CISA adds two Google browser and graphics flaws to KEV catalog after active exploitation
CISA has added CVE-2026-3909 in Google Skia and CVE-2026-3910 in Chromium V8 to the Known Exploited Vulnerabilities catalog, turning a routine patching task into a live exposure-management priority.
What happened
CISA has added two new vulnerabilities to its Known Exploited Vulnerabilities catalog based on evidence of active exploitation: CVE-2026-3909, described as a Google Skia out-of-bounds write vulnerability, and CVE-2026-3910, described as a Google Chromium V8 vulnerability. The agency framed both additions as significant enough to warrant formal remediation under Binding Operational Directive 22-01 for US federal civilian agencies.

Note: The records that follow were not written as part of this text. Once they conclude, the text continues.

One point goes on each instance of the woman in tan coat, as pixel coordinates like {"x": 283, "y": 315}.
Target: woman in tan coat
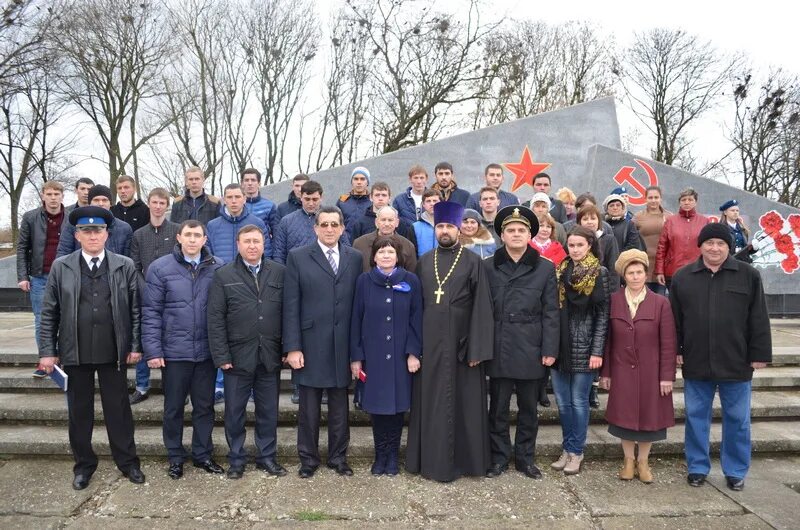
{"x": 650, "y": 223}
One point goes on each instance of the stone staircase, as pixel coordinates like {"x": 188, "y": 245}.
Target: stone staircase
{"x": 33, "y": 414}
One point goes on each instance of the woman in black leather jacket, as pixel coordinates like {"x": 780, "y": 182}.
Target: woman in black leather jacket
{"x": 584, "y": 295}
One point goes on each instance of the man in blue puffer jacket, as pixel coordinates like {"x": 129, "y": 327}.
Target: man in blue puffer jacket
{"x": 297, "y": 228}
{"x": 257, "y": 205}
{"x": 223, "y": 230}
{"x": 175, "y": 339}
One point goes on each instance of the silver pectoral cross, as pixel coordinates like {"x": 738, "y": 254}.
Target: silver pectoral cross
{"x": 438, "y": 292}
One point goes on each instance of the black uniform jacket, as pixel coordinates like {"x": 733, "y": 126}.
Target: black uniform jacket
{"x": 526, "y": 319}
{"x": 58, "y": 331}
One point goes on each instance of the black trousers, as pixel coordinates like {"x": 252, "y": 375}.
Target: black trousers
{"x": 116, "y": 413}
{"x": 500, "y": 390}
{"x": 181, "y": 379}
{"x": 308, "y": 419}
{"x": 265, "y": 387}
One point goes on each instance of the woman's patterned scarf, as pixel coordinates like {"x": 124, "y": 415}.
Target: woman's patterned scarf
{"x": 583, "y": 277}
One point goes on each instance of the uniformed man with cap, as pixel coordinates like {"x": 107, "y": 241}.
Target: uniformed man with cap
{"x": 90, "y": 323}
{"x": 526, "y": 324}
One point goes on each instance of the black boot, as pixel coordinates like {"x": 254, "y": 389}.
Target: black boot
{"x": 594, "y": 401}
{"x": 379, "y": 466}
{"x": 393, "y": 450}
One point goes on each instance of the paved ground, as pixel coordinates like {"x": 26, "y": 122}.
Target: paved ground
{"x": 37, "y": 494}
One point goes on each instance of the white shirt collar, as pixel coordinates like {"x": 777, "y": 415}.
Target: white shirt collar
{"x": 88, "y": 259}
{"x": 326, "y": 248}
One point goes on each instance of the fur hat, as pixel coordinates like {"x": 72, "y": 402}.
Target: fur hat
{"x": 611, "y": 198}
{"x": 98, "y": 190}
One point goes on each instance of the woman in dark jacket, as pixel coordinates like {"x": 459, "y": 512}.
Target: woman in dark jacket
{"x": 583, "y": 292}
{"x": 385, "y": 346}
{"x": 640, "y": 361}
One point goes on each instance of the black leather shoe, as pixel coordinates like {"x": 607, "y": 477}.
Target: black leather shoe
{"x": 135, "y": 475}
{"x": 175, "y": 471}
{"x": 272, "y": 467}
{"x": 496, "y": 470}
{"x": 530, "y": 471}
{"x": 696, "y": 479}
{"x": 80, "y": 482}
{"x": 735, "y": 484}
{"x": 138, "y": 397}
{"x": 306, "y": 471}
{"x": 342, "y": 469}
{"x": 209, "y": 466}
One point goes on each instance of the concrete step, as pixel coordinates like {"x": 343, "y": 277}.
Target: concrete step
{"x": 40, "y": 440}
{"x": 51, "y": 408}
{"x": 18, "y": 379}
{"x": 26, "y": 355}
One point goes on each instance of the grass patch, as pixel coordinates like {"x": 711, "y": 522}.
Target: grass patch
{"x": 312, "y": 515}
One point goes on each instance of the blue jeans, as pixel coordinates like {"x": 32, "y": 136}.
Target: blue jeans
{"x": 38, "y": 284}
{"x": 219, "y": 384}
{"x": 572, "y": 396}
{"x": 735, "y": 447}
{"x": 142, "y": 377}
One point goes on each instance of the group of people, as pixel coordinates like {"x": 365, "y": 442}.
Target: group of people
{"x": 444, "y": 305}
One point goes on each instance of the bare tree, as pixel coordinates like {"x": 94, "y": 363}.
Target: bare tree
{"x": 28, "y": 148}
{"x": 533, "y": 67}
{"x": 209, "y": 93}
{"x": 335, "y": 141}
{"x": 425, "y": 64}
{"x": 114, "y": 54}
{"x": 23, "y": 27}
{"x": 280, "y": 40}
{"x": 766, "y": 135}
{"x": 670, "y": 79}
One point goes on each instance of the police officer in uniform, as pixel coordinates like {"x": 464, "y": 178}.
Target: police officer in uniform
{"x": 90, "y": 319}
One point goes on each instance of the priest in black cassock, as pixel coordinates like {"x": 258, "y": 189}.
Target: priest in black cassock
{"x": 448, "y": 433}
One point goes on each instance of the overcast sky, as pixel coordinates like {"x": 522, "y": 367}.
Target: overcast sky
{"x": 768, "y": 36}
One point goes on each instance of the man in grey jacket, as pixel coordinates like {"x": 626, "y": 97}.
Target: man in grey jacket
{"x": 90, "y": 320}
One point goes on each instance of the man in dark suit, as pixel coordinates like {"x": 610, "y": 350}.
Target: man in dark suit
{"x": 90, "y": 319}
{"x": 318, "y": 299}
{"x": 244, "y": 333}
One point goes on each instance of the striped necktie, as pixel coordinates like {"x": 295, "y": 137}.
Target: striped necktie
{"x": 332, "y": 261}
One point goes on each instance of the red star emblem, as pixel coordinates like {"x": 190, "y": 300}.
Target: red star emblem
{"x": 525, "y": 169}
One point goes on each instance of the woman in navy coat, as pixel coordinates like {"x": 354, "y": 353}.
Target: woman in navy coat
{"x": 385, "y": 346}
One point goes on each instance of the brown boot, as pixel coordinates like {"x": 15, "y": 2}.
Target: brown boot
{"x": 574, "y": 463}
{"x": 628, "y": 470}
{"x": 643, "y": 469}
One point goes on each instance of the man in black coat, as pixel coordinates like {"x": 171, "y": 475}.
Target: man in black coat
{"x": 526, "y": 324}
{"x": 318, "y": 300}
{"x": 723, "y": 335}
{"x": 90, "y": 319}
{"x": 244, "y": 333}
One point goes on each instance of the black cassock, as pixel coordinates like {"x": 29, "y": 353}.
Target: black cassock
{"x": 448, "y": 432}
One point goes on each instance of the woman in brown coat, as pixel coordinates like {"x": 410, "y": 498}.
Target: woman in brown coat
{"x": 639, "y": 366}
{"x": 650, "y": 223}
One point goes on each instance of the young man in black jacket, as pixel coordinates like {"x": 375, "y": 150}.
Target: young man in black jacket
{"x": 723, "y": 336}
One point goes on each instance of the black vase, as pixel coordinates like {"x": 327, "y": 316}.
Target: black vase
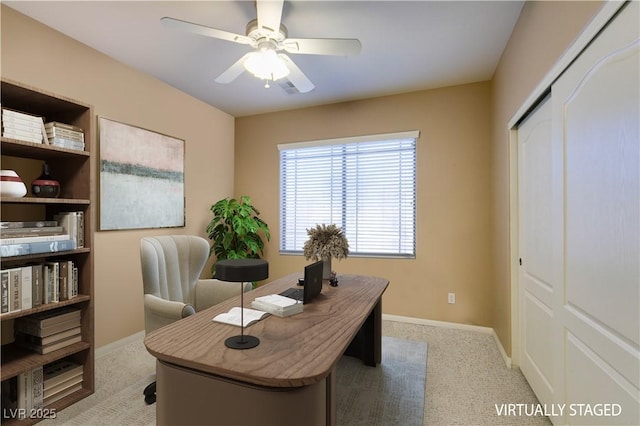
{"x": 44, "y": 185}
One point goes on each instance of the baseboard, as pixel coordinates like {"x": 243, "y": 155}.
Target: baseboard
{"x": 110, "y": 347}
{"x": 459, "y": 326}
{"x": 505, "y": 357}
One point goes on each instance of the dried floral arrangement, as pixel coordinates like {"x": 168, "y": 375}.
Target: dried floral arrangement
{"x": 325, "y": 242}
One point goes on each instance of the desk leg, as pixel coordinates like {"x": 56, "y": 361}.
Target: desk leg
{"x": 367, "y": 344}
{"x": 189, "y": 397}
{"x": 331, "y": 398}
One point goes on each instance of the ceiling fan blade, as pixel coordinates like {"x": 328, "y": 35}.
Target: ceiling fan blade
{"x": 205, "y": 31}
{"x": 233, "y": 71}
{"x": 297, "y": 77}
{"x": 269, "y": 14}
{"x": 323, "y": 46}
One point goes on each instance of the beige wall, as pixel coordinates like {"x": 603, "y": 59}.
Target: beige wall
{"x": 38, "y": 56}
{"x": 463, "y": 165}
{"x": 543, "y": 32}
{"x": 453, "y": 183}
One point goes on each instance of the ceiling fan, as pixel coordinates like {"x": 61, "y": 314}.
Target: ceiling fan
{"x": 269, "y": 37}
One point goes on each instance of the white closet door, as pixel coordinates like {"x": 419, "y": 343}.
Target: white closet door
{"x": 535, "y": 248}
{"x": 596, "y": 205}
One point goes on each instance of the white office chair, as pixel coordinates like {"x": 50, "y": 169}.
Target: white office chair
{"x": 171, "y": 268}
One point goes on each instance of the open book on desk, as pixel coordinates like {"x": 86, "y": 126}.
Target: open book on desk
{"x": 234, "y": 315}
{"x": 277, "y": 305}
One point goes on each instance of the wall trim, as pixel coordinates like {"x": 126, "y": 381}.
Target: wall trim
{"x": 118, "y": 344}
{"x": 454, "y": 325}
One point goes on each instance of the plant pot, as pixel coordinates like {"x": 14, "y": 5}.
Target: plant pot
{"x": 11, "y": 185}
{"x": 326, "y": 269}
{"x": 44, "y": 185}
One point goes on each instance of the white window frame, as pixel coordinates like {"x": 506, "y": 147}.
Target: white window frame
{"x": 331, "y": 167}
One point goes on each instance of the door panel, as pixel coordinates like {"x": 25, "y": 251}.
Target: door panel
{"x": 535, "y": 244}
{"x": 596, "y": 149}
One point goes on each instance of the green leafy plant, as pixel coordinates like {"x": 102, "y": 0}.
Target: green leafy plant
{"x": 236, "y": 230}
{"x": 326, "y": 242}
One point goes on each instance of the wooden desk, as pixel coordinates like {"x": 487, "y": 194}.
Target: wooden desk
{"x": 287, "y": 379}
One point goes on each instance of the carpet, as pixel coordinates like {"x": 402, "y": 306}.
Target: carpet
{"x": 390, "y": 394}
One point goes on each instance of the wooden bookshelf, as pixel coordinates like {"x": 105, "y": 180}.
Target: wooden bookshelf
{"x": 74, "y": 170}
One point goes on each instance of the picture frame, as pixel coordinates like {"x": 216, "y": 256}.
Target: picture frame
{"x": 141, "y": 178}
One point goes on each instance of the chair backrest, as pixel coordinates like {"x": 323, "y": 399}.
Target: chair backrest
{"x": 171, "y": 265}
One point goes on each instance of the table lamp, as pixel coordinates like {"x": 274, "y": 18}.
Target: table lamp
{"x": 242, "y": 270}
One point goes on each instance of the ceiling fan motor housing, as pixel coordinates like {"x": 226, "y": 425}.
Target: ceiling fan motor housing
{"x": 259, "y": 34}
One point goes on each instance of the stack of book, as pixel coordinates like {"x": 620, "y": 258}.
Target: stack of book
{"x": 49, "y": 331}
{"x": 65, "y": 135}
{"x": 73, "y": 224}
{"x": 278, "y": 305}
{"x": 20, "y": 238}
{"x": 23, "y": 394}
{"x": 29, "y": 286}
{"x": 61, "y": 378}
{"x": 21, "y": 126}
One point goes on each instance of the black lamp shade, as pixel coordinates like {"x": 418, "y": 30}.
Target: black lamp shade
{"x": 242, "y": 270}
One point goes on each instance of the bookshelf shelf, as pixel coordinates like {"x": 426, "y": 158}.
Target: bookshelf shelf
{"x": 36, "y": 200}
{"x": 19, "y": 360}
{"x": 42, "y": 308}
{"x": 23, "y": 149}
{"x": 74, "y": 170}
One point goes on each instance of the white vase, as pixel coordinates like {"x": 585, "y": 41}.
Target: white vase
{"x": 11, "y": 185}
{"x": 326, "y": 269}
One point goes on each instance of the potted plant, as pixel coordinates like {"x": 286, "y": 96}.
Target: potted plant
{"x": 236, "y": 230}
{"x": 326, "y": 242}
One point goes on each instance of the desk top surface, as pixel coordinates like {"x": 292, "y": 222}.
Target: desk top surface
{"x": 298, "y": 350}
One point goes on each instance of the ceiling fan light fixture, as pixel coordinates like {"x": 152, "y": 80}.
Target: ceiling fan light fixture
{"x": 265, "y": 64}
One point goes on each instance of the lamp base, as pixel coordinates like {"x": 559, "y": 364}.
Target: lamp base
{"x": 242, "y": 342}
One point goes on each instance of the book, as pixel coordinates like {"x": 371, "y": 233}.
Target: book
{"x": 24, "y": 390}
{"x": 15, "y": 289}
{"x": 35, "y": 248}
{"x": 48, "y": 318}
{"x": 66, "y": 384}
{"x": 30, "y": 231}
{"x": 277, "y": 305}
{"x": 60, "y": 371}
{"x": 34, "y": 330}
{"x": 7, "y": 113}
{"x": 46, "y": 340}
{"x": 27, "y": 224}
{"x": 45, "y": 349}
{"x": 233, "y": 317}
{"x": 63, "y": 280}
{"x": 26, "y": 291}
{"x": 51, "y": 281}
{"x": 67, "y": 143}
{"x": 56, "y": 132}
{"x": 7, "y": 240}
{"x": 31, "y": 122}
{"x": 73, "y": 224}
{"x": 4, "y": 291}
{"x": 37, "y": 289}
{"x": 37, "y": 388}
{"x": 57, "y": 124}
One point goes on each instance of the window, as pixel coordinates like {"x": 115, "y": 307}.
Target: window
{"x": 365, "y": 185}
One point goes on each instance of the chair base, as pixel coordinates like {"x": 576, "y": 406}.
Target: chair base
{"x": 150, "y": 393}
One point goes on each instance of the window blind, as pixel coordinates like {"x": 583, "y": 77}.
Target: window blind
{"x": 365, "y": 185}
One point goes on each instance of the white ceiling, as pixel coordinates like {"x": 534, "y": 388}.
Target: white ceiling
{"x": 406, "y": 45}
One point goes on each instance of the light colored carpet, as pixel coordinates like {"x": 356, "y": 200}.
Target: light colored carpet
{"x": 390, "y": 394}
{"x": 466, "y": 377}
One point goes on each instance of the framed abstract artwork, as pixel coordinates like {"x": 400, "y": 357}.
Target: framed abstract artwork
{"x": 141, "y": 178}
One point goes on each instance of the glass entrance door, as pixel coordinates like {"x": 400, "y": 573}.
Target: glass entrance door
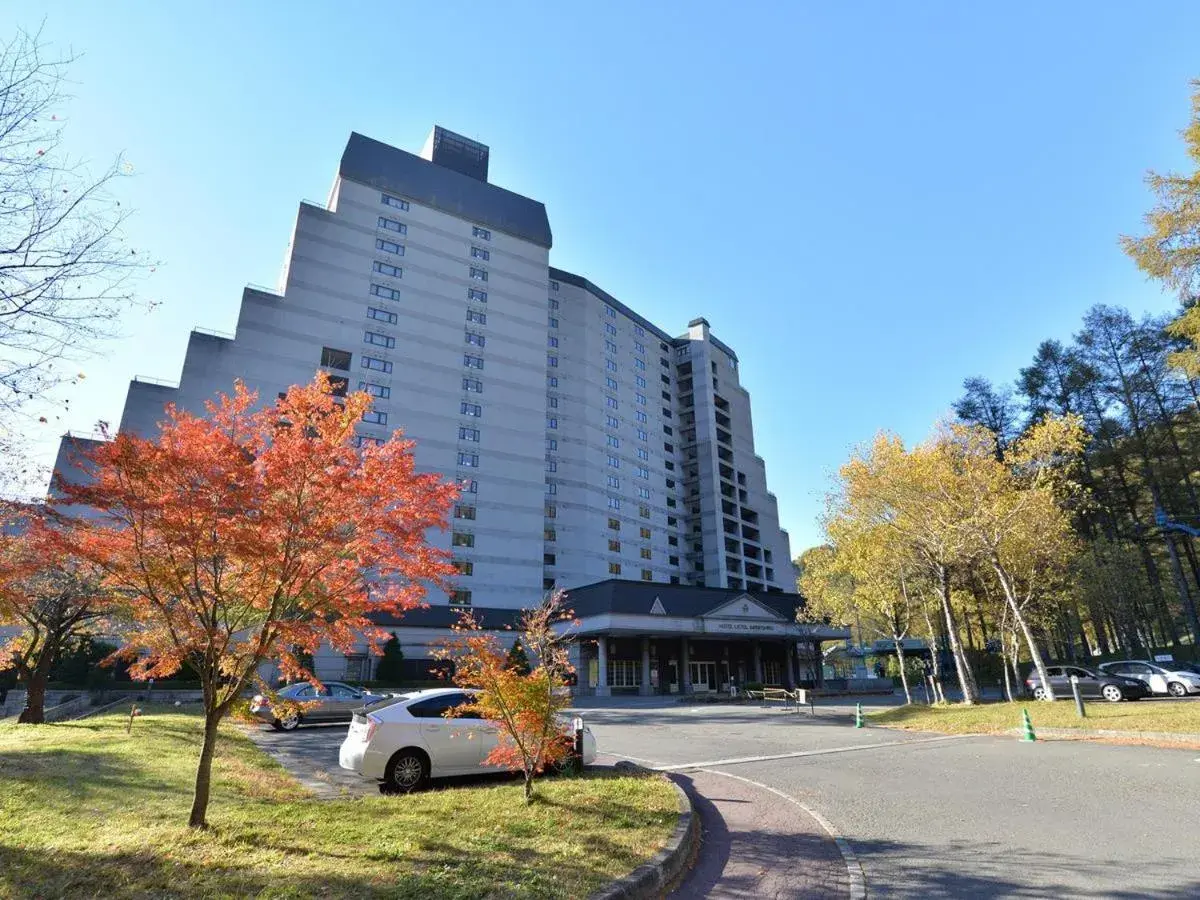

That matters because KEV inclusion is not just another advisory milestone. It is CISA’s signal that a vulnerability has moved from patch-management theory into confirmed attacker use.
Why it matters
Browser and browser-adjacent vulnerabilities remain high-value because they sit on heavily exposed execution surfaces that ordinary users touch constantly. Once active exploitation is established, the operational question is no longer whether a flaw looks severe on paper. It is whether exposed systems, lagging endpoints, managed browser fleets, or downstream embedded Chromium deployments are still within reach of attackers.
The pairing here is also notable. Skia and V8 are not obscure components. They sit close to content rendering and script execution, which means exploitation risk can travel through mainstream browsing activity, embedded app views, and other software that inherits Chromium components. For defenders, that makes this kind of KEV update broader than a niche product advisory.
Assessment
This is the kind of KEV entry that should trigger immediate inventory and update validation rather than passive awareness. The most useful defensive response is not just to patch Chrome on primary workstations, but to identify where Chromium-based runtimes, managed enterprise browser channels, kiosk systems, and embedded browser surfaces may lag behind.
The archive value here is less about the two CVE descriptions on their own and more about what they represent: CISA is highlighting active exploitation against core Google browsing components, which is a durable signal about attacker focus and defender exposure.